The image restoration had found its break through application in the engineering
community in the area of astronomical imaging. Due to rapidly changing index of refraction of the atmosphere, ground-based imaging systems were subject to blurring[3].
Extraterrestrial observations of the earth and the planets were degraded by motion blur
as a result of slow camera shutter speeds relative to rapid space-craft motion. Till today,
key focus area of image restoration is astronomical imaging. Another challenging area
where image restoration play a very important part is in the area of medical imaging.
The media also, particularly movies, even remain untouched by image restoration. The
use of digital techniques to restore aging and deteriorated films is also important and
well-known application area of image restoration.
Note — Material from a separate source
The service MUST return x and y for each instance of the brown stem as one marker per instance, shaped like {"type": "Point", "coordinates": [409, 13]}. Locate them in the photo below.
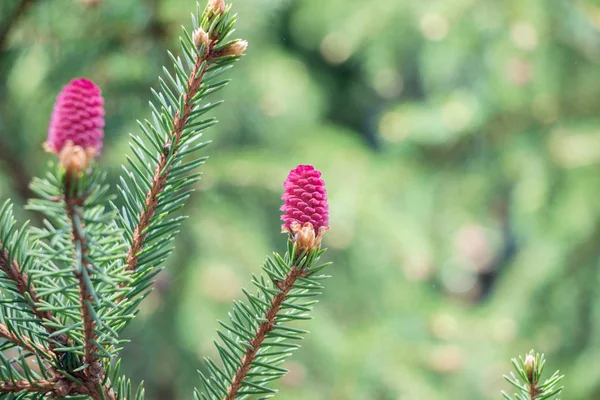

Digital image restoration is being
used in many other applications as well, say, for example, lastly but not the least, to
improve federal aviation inspection procedures, restoration has been used to restore
blurry X-ray images of air craft wings[11].
1.2 Problem Statement
Image deconvolution refers to the act of discovering the original image from the observed corrupted image. The blind image deconvolution,BID, refers to the task of separating two convolved signals, i and d, when both the signals are either unknown or
partially known[1]. The recovery process or reconstructing process can be subdivided
into two categories as:
1. Classical Restoration
2. Blind Image Restoration
Classical restoration includes the techniques that utilize some prior information
regarding the degradation of image during reconstruction while Blind Image restoration
is the process of estimating both the true image and the blur from the degraded
image characteristics, using partial information or no information about the imaging
system. In classical restoration, the blurring function is given and the degradation
process is inverted using one of the many known restoration algorithms. In blind
4
image deconvolution, an observed image c(x, y), is assumed to be the two dimensional
convolution of the true image i(x, y) with a linear-shift invariant blur , known as pointspread function, PSF, d(x, y) and the additive noise is assumed zero[1]. That is,
c(x, y) = i(x, y) ∗ d(x, y)
(1.3)
The problem of reconstructing the true image i(x, y) requires the deconvolution of the
PSF, d(x, y) from the degraded image, i(x, y). A lot of research has been done exploring
the various methods for image deconvolution as blind techniques. But still, is a critical
and challenging problem for the researchers.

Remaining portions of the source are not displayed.